Britha had a moment to wrestle with trying to understand why Ettin wore Cruibne’s head and then the spear was flying towards her. She tried to leap it. She had done so many times this night, but somehow Ettin had anticipated this, as if he had known what she would do. The spear caught her in the stomach. It felt almost as hungry as her sickle. She felt it grow inside her like a tree of iron tearing through her body. The force of the blow carried her through the air and she hit the sand hard. She lay still, looking at the spear sprouting from her. The shaft was moving slightly as the head continued to grow through her body.

Ettin appeared over her. Cruibne’s head was sobbing.

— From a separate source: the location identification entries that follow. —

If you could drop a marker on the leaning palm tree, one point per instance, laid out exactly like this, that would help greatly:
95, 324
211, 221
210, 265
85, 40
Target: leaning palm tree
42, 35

‘I’m sorry, so sorry,’ her
mormaer
’s head said from Ettin’s shoulder.

It was getting darker and colder, like something wrapping its wings around her. Britha was pretty sure that she was going to like death. She wasn’t feeling pain now. It had to be better than this, the death of her people.

Bress appeared over her.
So, so pretty
, she thought, even with his dead eyes.

‘I’m going to wear your head so you can see what I do to your corpse,’ Ettin told her. There was more wailing from Cruibne’s head.
That’s no way for a
mormaer
to act
, Britha thought faintly. Bress just shook his head. He grabbed the haft of the spear. Britha actually felt the spearhead contract back to its normal shape. Then nothing.